Le fantôme indiquant souvent une décote vers le fonds général, nous reportons la nouvelle cote sur la liste papier.
La durée de cette tâche peut être évaluée à 30h à raison de 2 min. par cote.

2) Affectation des ouvrages aux catalogueurs
L’équipe du catalogage offre au Patrimoine une journée par semaine (2 catalogueurs pendant 1/2 journée) pour mener à bien ce projet.

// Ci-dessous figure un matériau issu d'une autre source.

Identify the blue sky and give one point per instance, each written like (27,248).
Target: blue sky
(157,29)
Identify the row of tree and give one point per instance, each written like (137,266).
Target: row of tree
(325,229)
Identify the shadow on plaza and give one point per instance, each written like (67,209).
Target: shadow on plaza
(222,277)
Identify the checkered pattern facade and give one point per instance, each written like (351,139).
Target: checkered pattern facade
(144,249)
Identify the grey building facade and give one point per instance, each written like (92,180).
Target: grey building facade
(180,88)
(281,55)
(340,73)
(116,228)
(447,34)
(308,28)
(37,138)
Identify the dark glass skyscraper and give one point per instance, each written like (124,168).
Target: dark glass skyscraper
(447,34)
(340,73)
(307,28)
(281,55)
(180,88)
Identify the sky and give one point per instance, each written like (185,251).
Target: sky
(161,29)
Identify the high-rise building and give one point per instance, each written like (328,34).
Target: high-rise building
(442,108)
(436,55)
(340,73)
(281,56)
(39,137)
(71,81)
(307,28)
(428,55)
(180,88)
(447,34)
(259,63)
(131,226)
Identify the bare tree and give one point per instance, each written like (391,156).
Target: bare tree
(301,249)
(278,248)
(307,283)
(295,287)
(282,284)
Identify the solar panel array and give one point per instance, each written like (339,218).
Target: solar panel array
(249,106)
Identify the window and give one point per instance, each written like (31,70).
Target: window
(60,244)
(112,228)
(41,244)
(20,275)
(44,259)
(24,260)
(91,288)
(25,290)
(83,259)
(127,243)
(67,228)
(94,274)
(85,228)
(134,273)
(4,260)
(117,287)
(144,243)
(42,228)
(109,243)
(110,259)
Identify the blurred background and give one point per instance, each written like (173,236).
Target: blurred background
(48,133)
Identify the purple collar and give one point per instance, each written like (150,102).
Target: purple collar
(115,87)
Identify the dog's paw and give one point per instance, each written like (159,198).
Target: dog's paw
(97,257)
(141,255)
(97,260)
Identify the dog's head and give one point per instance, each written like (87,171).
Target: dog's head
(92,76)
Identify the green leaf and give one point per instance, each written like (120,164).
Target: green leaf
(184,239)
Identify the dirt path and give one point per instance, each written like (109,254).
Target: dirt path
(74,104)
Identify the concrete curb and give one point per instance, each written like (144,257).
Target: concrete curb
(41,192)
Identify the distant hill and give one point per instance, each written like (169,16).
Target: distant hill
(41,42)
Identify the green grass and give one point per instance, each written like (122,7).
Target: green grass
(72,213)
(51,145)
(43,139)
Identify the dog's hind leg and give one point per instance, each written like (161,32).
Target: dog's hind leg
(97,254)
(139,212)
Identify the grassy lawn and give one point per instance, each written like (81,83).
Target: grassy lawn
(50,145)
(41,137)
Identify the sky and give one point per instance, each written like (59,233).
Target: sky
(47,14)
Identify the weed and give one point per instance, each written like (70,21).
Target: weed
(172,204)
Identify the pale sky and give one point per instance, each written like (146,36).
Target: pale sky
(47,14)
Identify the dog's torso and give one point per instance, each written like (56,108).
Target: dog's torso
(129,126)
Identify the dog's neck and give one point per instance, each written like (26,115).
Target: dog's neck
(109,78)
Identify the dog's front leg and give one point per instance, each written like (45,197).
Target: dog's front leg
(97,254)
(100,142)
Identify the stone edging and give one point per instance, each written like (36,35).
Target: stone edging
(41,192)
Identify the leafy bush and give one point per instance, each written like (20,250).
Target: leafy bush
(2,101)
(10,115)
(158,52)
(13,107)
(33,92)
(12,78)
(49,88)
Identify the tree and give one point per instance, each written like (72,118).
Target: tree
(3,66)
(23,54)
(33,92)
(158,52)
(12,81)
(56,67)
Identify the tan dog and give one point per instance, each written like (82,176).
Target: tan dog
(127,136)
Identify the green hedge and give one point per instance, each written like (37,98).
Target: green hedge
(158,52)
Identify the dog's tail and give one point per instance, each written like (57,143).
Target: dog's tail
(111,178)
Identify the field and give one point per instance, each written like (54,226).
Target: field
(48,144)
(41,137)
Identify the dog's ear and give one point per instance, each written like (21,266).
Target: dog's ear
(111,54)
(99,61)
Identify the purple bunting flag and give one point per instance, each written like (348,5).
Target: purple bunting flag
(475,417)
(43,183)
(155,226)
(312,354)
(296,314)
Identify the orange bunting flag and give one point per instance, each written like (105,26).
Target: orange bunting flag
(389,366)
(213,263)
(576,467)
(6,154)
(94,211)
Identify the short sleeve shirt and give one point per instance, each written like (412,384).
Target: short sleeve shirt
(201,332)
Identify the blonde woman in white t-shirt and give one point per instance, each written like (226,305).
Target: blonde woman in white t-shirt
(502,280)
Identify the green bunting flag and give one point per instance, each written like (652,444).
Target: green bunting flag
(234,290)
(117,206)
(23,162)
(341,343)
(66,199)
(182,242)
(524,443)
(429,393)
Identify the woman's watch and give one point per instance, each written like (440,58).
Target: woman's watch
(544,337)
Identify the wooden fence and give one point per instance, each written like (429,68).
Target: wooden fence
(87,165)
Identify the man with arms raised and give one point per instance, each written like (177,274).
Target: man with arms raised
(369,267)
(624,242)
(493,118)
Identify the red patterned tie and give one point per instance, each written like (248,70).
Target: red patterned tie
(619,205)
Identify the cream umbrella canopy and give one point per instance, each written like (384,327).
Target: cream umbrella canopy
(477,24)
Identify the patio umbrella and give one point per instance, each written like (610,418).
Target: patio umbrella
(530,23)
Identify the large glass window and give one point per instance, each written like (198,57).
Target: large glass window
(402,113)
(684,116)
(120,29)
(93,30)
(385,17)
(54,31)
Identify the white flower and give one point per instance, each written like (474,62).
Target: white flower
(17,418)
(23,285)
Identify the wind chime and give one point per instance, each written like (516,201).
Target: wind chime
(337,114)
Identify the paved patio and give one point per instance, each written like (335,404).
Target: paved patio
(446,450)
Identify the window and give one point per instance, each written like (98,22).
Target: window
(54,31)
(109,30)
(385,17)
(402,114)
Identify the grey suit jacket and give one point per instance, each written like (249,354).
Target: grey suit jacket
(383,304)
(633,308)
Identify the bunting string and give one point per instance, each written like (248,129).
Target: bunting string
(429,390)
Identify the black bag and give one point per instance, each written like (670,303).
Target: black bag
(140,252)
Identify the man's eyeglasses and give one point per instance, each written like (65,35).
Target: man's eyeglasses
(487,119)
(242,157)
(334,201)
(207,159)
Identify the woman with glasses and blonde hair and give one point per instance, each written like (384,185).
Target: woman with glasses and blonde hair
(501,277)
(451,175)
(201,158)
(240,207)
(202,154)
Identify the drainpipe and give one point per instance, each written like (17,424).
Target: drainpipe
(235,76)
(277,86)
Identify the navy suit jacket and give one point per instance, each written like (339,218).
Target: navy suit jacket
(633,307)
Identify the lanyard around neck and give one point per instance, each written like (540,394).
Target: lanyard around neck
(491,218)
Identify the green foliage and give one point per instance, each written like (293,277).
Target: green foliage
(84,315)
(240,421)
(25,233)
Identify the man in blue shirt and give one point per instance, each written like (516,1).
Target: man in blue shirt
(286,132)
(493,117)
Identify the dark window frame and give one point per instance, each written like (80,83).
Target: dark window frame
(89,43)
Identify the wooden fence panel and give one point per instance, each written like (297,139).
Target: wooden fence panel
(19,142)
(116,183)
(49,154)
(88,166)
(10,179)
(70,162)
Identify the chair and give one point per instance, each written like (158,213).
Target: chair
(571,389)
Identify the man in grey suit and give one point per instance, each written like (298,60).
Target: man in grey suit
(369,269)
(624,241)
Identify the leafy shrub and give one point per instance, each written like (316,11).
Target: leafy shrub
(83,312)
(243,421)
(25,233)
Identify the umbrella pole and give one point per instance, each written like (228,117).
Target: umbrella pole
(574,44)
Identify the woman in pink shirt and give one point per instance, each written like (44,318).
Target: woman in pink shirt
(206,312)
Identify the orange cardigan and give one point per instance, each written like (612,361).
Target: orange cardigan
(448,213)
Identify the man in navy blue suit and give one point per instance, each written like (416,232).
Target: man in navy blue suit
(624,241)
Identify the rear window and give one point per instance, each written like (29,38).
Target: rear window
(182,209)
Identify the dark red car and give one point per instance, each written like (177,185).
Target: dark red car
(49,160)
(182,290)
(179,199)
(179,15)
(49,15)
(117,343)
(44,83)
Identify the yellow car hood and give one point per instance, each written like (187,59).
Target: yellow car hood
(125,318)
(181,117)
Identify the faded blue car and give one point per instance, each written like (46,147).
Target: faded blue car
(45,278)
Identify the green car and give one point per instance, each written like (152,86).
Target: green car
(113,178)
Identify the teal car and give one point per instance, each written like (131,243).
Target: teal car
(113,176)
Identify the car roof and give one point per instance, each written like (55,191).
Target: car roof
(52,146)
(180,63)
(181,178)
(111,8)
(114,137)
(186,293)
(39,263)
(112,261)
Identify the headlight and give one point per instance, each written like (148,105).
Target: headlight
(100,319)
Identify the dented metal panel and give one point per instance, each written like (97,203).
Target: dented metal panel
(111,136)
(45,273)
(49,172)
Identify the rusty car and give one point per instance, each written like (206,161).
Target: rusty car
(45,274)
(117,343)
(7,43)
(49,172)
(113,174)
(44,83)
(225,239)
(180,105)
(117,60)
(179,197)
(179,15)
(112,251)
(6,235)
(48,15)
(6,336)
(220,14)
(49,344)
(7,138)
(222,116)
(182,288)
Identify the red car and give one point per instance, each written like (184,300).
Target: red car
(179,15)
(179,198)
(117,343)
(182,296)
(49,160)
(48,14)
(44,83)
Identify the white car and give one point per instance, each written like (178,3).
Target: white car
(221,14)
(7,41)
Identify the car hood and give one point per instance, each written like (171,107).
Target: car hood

Au service Patrimoine, 2 personnes sont impliquées au même rythme.
Au moment du récolement, nous insérons dans chaque document présent un signet de couleur correspondant à un catalogueur, à charge pour lui de les traiter.
Les ouvrages ont été affectés de la manière suivante :

  • livres d’artiste : 1 p.
  • fonds 19e-20e siècle : 1 p.
  • fonds ancien : 2 p.

L’utilisation des signets offre plusieurs avantages, directs :

  • les documents demeurent dans la Réserve en attente de signalement, au lieu de stationner sur un rayonnage de bureau ;
  • chaque catalogueur est autonome dans son rythme de catalogage ;
  • la présence du signet n’empêche pas la communication du document.

et induits :

  • le fonctionnement du service au public voulant que tout document communiqué non informatisé fasse un détour par le service Catalogage avant de regagner son magasin, le signet de couleur permettra d’indiquer le degré d’urgence du traitement ;
  • la manipulation des ouvrages non catalogués permet de faire des premiers constats sur l’état de conservation.

3) Catalogage
Deux préoccupations nous occupent : bien signaler les livres de la Réserve… sans perdre trop de temps.
En accord avec la coordinatrice du catalogage, nous avons établi une grille adaptée, insistant sur les accès et les notes de reliure et de provenance. Pour le fonds ancien, le codage CCFr est utilisé. On peut envisager la récupération de notices BnF ou le « recopillage » d’autres catalogues de bibliothèques le cas échéant.

Nous nous sommes donné 18 mois pour mener cette tâche à bien.
Ensuite nous aborderons la correction des vilaines notices déjà existantes.